Jordan should boost renewable energy reliance to mitigate costs of importing oil — economists

By Ahmed Bani Mustafa - Nov 29,2018 - Last updated at Nov 29,2018

AMMAN — To mitigate the rising costs of importing oil, Jordan should look to boost renewable energy contributions to the national energy mix, as a more sustainable, cost-effective alternative, pundits said on Wednesday.

Meanwhile, a Department of Statistics (DoS) report on the first nine months of 2018 shows oil import costs have increased by 41 per cent as compared with the same period last year.

Overall, national imports grew by 0.3 per cent to a total of JD10.6 billion, as exports hiked by 3.4 per cent to JD4 billion, according to the DoS report.

Re-exported goods also grew by JD633.7 million by approximately 5.5 per cent compared with the same period of 2017.

Jordan’s imports of vehicles and spare parts dropped by 26 per cent, according to the report.

Imports from Saudi Arabia increased by 39 per cent during the first nine months of the year, while exports to the neighbouring kingdom decreased by 16 per cent.

Textile and garments topped Jordan’s exports with a 13.2 per cent growth rate, followed by potash at 13.8 per cent and fertilisers at 24 per cent, the DoS report said.

Exports to countries of the free trade agreement with North America grew by 11 per cent to a total of JD972 million, while exports to countries of the Arab free trade zone dropped by 4.4 per cent to JD1.4 billion.

Jordan’s exports to the US increased by 10.7 per cent, whereas exports to EU countries grew by 18 per cent in the first nine months of 2018.

The hike in international crude oil prices has driven oil import costs up almost by 50 per cent, economist Zayyan Zawane told The Jordan Times.

Domestically, the drop in purchasing power has driven demand on imported vehicles down, he said, citing a previous report on Jordanian household incomes.

According to Zawane, Jordanian households expend nearly 40 per cent of their income on water bills, electricity and transportation.

To mitigate and reduce power costs, the government should turn towards alternative energy sources that are more cost-effective and sustainable, Wajdi Makhamreh said.

"Importing crude oil drains hard currency and exhausts the national treasury, which necessitates increasing the contribution of renewable energy to the national energy mix," he said.

All relevant legislation and regulations should be redirected to facilitate and accelerate the development of the renewable energy sector, he added.

On the trade balance deficit, Al Ghad daily economy columnist Yousef Damra said that foreign trade is highly susceptible to external factors such as border closures and regional turmoil.

"Jordan currently imports around 95 per cent of its needs of oil.

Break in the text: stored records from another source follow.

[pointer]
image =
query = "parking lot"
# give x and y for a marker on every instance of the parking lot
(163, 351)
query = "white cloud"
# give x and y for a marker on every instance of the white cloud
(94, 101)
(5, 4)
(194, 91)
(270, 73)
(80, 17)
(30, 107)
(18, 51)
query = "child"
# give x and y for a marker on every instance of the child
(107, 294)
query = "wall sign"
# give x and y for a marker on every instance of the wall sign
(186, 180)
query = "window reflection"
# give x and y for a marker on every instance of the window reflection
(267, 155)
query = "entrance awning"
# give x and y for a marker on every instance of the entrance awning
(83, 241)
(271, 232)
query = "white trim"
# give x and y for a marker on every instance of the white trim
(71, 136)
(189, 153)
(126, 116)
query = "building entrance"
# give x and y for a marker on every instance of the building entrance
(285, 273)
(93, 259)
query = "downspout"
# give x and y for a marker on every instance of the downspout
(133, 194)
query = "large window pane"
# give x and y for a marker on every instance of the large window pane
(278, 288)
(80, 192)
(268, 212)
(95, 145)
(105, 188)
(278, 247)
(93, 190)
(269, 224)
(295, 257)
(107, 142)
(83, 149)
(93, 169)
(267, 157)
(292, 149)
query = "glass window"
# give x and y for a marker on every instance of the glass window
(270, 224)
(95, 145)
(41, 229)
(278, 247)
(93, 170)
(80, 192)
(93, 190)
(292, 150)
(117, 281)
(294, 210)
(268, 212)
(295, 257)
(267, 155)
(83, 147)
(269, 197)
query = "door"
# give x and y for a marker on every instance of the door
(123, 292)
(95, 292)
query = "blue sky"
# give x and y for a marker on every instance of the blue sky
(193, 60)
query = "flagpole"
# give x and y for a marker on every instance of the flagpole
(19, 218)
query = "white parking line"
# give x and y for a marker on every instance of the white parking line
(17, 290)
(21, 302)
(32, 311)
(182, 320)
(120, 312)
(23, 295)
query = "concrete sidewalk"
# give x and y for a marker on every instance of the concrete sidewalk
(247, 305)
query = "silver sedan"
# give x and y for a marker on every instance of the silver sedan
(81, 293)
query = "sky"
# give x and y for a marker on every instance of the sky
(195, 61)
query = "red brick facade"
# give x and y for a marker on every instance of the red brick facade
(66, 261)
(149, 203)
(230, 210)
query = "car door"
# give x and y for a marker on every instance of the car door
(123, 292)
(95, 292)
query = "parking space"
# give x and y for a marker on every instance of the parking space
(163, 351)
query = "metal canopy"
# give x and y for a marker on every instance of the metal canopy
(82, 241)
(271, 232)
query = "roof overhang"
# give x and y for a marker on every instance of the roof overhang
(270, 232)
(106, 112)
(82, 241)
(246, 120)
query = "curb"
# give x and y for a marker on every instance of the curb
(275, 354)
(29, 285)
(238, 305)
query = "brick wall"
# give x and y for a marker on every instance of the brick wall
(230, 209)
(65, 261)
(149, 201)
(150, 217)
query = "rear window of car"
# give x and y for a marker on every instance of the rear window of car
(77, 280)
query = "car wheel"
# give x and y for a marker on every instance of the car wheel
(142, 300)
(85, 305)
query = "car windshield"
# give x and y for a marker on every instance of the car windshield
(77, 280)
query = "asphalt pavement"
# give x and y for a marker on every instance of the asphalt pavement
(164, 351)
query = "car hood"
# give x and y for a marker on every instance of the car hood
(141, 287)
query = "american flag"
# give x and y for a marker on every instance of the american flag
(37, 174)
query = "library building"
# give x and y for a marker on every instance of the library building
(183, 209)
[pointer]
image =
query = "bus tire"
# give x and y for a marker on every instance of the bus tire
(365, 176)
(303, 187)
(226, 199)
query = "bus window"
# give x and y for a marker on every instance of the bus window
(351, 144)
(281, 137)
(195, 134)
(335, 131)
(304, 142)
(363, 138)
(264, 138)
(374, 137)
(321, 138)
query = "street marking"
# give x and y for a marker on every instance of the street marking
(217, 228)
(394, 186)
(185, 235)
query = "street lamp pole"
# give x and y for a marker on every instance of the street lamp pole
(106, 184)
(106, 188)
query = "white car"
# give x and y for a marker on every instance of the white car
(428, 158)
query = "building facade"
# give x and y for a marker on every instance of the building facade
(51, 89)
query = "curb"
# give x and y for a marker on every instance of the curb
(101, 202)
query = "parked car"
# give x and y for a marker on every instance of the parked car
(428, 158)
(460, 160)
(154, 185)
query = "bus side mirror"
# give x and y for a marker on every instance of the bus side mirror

The costs of importing oil are hiking. Fluctuation prices of crude oil do not help Jordan’s sensitive economic situation. Renewable energy is integral to addressing the skyrocketing oil bill in the face of global and regional challenges," Damra said.

The government, according to Damra, is required to revisit its trade ties with some of its trade partners to realise better, more mutually beneficial trade terms for more sustainable and balanced partnerships.